虽说上面还有两位老太太,但是这种见不得人的事,谁敢去两位两太太面前说嘴。
事情闹将出来,别说是妙云,就是她自己个儿,也指定是打死了事。
如今,这边不仅要逆来顺受,还要安排妥当,省得扰了老爷的兴致。
回到偏院,看着依旧带着几分忐忑的妙云,香彤实是说不出口。
这边值夜的几个婆子,小丫鬟,香彤都找由子悄悄打发了。
还不晓得妙云会是个什么情景,要是老爷羞恼,这院子里人越多,倒霉得越多。
况且,妙云虽说生了孩子,成了妇人,也不过十六、七的年纪。
尽管出身仆下,也是打小三从四德地教养过来的,到底是正经妇人。
且不论老爷得不得手,若真出了这样的事儿,落到旁人眼中,怕妙云自己个儿就活不下去。
想到这个,香彤有些担忧,看着妙云道:“姨奶奶,日后不管遇到什么事儿,什么委屈,你且要记得,自己还有个女儿。

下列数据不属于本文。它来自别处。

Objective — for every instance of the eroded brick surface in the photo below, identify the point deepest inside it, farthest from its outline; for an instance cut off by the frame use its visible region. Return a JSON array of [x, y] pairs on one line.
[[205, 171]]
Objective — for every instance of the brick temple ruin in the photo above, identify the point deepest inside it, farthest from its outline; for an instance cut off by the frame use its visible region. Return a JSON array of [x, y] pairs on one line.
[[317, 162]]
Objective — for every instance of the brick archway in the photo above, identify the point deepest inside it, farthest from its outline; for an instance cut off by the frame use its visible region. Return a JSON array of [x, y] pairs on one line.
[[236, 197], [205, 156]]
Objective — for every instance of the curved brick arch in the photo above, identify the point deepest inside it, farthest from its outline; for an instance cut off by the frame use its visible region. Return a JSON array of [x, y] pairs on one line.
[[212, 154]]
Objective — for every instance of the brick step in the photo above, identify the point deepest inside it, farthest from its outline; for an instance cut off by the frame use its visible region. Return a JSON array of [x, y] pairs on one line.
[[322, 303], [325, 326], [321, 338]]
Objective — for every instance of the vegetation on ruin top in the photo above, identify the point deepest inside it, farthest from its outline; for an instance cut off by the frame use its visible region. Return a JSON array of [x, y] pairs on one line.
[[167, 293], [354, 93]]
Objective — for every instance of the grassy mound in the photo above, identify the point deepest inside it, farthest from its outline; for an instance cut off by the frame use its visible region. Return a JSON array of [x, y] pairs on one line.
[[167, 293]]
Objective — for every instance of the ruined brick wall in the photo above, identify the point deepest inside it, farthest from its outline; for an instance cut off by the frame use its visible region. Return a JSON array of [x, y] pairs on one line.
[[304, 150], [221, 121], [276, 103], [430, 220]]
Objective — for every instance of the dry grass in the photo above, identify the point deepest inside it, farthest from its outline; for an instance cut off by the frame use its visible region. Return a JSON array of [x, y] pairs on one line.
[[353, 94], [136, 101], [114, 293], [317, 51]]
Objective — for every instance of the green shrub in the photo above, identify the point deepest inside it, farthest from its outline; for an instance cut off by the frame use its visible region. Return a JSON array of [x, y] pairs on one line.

不管你这当娘亲的能照看上几分,这有娘的孩子同没娘的孩子还是不一样的。
妙云听了,点头道:“谢谢彤姐姐好心跟我说这些个,这些我都省得。
如今这吃穿不愁的,还有什么委屈呢?我不过是个家生子儿,能得到老爷太太的抬举。
已经是天大地福气,再不敢有半分抱怨。
那样不知足,会招祸患的。
香彤心道,就算知足,这祸患也是避无可避。
想想这深宅大院的,也没什么可指望的,香彤便有些意兴阑珊。
少一时。
便听到院子里脚步声起。
妙云没有听到廊下婆子的报禀,以为不是老爷来了。
便没有起身,还坐在炕边做针线。
香彤已经出去,迎到门口挑了帘子。
李煦见这边肃肃静静,眼前只有香彤一个侍候,心里颇为满意,道:“这大半年,也辛劳你了。
赶明儿叫你大奶给你长月钱。
香彤本是李煦屋里的大丫鬟,拿得就是一两银子的月钱。
再往上长,就是同两位老太太身边地老嬷嬷同例。
这才是天大的体面,往后就算是内宅地“供奉”,在主子门前能说上话,养老都在李家的。
香彤本也为自己的终身发愁,难道还真要熬到二十岁被发出去配小子不成?别说那吃糠咽菜的日子,她受得不受得。
就是她亦非完璧这一条。
怕是就算是个莽汉,也不愿做这个活王八。
听了李煦这话,她也是带着几分真心欢喜来。
听到李煦的说话声,妙云忙放下手中的针线,站起身来,往外迎来。
刚好同李煦打个照面。
因方才涨奶,湿了衣裳,妙云已经换了一身打扮,看起来比方才越发端庄秀丽。
李煦看着她的粉面,在扫到她地鼓鼓囊囊的胸前,脸上多了几分笑意。
妙云却有些被盯着手足无措,虽然心里觉得有些不对劲,但是也不敢露出质疑神色来。
她俯身下去,带着几分战战兢兢道:“老……老爷……”
李煦站在她跟前,就是要等着她俯身下去。
他回头看了香彤一眼。
香彤心下领会。
低头退了出去。
站在院子里,香彤看了看上房的灯火。
走到院子门口,将门闩拴好。
而后,她叹了口气,回厢房去了。
妙云蹲下去半晌,也不见老爷叫起,心里越发恐慌。
她悄悄往老爷后面望去,打算要寻香彤求援,哪里还有香彤的影子?
李煦就站在妙云身前,瞧着她的小动作,越发地觉得眼前这小东西可人疼。
他微微地阖上眼,使劲地嗅了嗅,还能闻到妙云身上的奶香味儿。
可怜妙云,刚出月子,身体还柔弱,蹲了一会儿,就有些个站不稳,身上立时出了一身汗。
硬挺了一会儿,她实在忍不住,身子一趔趄,险些摔倒。
李煦等得就是这一刻,伸出胳膊去,将妙云接了个正着。
妙云的额头碰到李煦的下巴上,身子被李煦搂了个满怀。
她唬得不行,只觉得脚软,想要挣扎开来。
已经落到怀里地小白羊,李煦哪里会放开?他胳膊一伸,搂到越发紧,带着几分关切道:“这么不小心,让老爷看看,是不是扭了脚?”说着,已经将妙云打横抱起,往里屋去。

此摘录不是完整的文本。